Markov chain Monte Carlo sampling for evaluating multidimensional integrals with application to Bayesian computation

Recently, Markov chain Monte Carlo (MCMC) sampling methods have become widely used for determining properties of a posterior distribution. Alternative to the Gibbs sampler, we elaborate on the Hit-and-Run sampler and its generalization, a black-box sampling scheme, to generate a time-reversible Markov chain from a posterior distribution. The proof of convergence and its applications to Bayesian computation with constrained parameter spaces are provided and comparisons with the other MCMC samplers are made. In addition, we propose an importance weighted marginal density estimation (IWMDE) method. An IWMDE is obtained by averaging many dependent observations of the ratio of the full joint posterior densities multiplied by a weighting conditional density w.

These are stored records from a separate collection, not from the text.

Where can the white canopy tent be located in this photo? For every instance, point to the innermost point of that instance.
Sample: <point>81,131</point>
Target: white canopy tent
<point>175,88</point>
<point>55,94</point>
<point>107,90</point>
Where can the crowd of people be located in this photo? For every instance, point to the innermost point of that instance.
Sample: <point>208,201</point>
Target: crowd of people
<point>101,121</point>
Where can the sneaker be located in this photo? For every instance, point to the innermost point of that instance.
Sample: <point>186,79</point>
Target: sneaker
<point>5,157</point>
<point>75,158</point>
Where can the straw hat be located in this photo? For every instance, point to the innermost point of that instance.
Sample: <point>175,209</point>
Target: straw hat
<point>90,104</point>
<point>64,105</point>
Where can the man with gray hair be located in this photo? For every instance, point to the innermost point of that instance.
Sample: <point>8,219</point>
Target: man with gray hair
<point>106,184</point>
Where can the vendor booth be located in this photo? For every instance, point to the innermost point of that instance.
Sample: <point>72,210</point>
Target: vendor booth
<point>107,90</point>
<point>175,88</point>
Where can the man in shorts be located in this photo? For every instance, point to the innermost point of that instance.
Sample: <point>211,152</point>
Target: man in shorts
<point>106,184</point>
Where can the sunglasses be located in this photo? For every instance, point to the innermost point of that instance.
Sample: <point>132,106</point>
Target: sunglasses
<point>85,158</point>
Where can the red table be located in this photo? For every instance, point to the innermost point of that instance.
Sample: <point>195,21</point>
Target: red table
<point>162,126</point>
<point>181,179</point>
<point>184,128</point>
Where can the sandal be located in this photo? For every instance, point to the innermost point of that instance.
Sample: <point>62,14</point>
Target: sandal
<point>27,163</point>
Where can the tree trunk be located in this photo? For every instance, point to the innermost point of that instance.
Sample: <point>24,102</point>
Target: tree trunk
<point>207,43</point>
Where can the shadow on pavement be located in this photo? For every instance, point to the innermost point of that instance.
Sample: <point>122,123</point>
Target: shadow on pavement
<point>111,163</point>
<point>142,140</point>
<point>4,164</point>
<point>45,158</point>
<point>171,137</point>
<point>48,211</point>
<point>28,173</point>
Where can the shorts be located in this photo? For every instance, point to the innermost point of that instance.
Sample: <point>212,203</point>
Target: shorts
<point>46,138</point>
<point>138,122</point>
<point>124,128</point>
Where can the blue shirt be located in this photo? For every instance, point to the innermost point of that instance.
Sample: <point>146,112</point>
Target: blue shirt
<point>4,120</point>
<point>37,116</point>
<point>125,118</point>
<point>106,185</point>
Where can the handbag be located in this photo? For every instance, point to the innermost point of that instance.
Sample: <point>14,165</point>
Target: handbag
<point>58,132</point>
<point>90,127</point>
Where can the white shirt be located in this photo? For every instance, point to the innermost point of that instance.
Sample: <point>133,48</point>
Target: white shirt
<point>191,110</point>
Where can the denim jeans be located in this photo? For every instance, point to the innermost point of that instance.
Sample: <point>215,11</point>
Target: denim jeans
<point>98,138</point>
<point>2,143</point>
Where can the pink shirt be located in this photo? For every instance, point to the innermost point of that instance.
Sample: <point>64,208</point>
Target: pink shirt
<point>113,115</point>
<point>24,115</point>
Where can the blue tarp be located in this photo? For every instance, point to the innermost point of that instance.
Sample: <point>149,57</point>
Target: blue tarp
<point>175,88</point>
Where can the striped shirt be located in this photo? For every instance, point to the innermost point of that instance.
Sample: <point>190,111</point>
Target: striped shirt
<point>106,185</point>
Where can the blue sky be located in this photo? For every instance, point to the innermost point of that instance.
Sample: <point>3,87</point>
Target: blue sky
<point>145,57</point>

The asymptotic properties for the IWMDE and the guidelines for choosing a weighting conditional density w are also considered. The generalized version of IWMDE for estimating marginal posterior densities when the full joint posterior density contains analytically intractable normalizing constants is developed. Furthermore, we develop Monte Carlo methods based on Kullback-Leibler divergences for comparing marginal posterior density estimators. This article is a summary of the author's Ph.D. thesis and it was presented in the Savage Award session.